Anyway so I went to check SSC and it was also 2.98 so I wasn't sure whether to change or not. So I messaged AM because I'm having cold war with Tony. Asked her opinion whether should change or wait (and maybe might go up).
Then while waiting for her reply I went for Subway because I hadn't had dinner. After subway was about 9.12? I assumed the money changer would be open till 930. But I went out of subway and realised the money changer closed already. Oh well, problem solved.
But then in Subway, I heard the song "Locked Away" which was one of his favourite songs, and one song we played endlessly during previous roadtrip, and one song which had very meaningful lyrics, especially at my point in time.
This part:
If I got locked away
And we lost it all today...
Tell me honestly...
Would you still love me the same?
If I showed you my flaws
If I couldn't be strong
Tell me honestly
Would you still love me the same?
So basically I was ordering my food and heard this song. And almost teared there la wtf. At the counter. I think the part that hit me was all the 'situations' and then the Would you still love me the same?. The rest is like rap or something, I'm not sure. Anyway I only remember and feel emotional at this part. And after that I got really depressed. I mean I was already very down about bike, then this happened so I was really down.

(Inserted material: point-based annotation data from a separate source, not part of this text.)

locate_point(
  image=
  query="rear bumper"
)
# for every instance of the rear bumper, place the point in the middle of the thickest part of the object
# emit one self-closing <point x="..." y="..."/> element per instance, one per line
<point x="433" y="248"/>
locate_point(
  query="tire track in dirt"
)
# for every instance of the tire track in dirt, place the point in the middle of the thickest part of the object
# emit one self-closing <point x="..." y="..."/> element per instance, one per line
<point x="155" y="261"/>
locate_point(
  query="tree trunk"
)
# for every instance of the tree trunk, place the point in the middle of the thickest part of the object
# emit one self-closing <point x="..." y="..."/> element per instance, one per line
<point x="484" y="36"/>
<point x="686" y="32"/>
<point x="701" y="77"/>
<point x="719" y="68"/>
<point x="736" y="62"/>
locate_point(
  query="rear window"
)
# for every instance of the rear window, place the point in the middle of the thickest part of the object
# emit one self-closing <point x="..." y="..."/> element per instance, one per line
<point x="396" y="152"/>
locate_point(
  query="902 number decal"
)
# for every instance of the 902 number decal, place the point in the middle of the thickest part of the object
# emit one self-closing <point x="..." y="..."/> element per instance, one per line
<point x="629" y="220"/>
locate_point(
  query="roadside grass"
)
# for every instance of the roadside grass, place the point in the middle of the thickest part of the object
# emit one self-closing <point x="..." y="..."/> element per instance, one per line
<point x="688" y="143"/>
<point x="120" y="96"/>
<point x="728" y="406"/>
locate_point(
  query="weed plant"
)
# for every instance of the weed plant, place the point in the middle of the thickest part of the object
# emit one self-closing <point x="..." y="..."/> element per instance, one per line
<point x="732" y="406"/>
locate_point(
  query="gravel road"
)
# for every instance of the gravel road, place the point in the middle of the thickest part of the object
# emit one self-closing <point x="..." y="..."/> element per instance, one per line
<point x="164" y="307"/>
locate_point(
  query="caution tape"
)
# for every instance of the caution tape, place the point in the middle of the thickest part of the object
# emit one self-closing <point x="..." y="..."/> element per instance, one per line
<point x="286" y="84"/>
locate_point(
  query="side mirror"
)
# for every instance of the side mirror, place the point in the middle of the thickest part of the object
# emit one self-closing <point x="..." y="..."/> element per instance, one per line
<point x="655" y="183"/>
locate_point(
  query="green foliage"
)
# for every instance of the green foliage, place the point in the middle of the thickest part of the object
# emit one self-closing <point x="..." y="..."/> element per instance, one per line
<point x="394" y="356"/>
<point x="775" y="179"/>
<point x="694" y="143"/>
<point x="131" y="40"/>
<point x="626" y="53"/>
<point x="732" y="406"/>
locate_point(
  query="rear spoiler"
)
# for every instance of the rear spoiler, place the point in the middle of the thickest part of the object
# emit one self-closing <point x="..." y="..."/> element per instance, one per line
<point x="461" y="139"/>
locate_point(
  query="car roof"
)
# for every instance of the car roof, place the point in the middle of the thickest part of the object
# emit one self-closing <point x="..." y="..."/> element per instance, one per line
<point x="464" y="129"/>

Then went home feeling really quite down. When walking back just (as mentioned previously) felt that I am really in a dark place. And it kinda scared me a little because I was starting to wonder whether I am really getting mild depression. Now all along I'm worried I would have depression. I do believe that I am prone to depression.
Reached home and still very down. Even with mummy talking there as normal, I couldn't cheer up. Not sure if mummy realised or anything but I did mention to her I failed my bike assessment so maybe she thought it was that, so didn't comment or ask much also.
Eventually went to bed and for the first time since Sunday's quarrel, I cried in bed. I was surprised I cried. And then after laying in bed for a looooong time and finally fell asleep.
And I woke up today morning with tears in my eyes. I was really suuuper shocked. To the extent I wondered aloud "Why are there tears in my eyes??"
So, I really don't know la.
Tell me honestly
Would you still love me the same?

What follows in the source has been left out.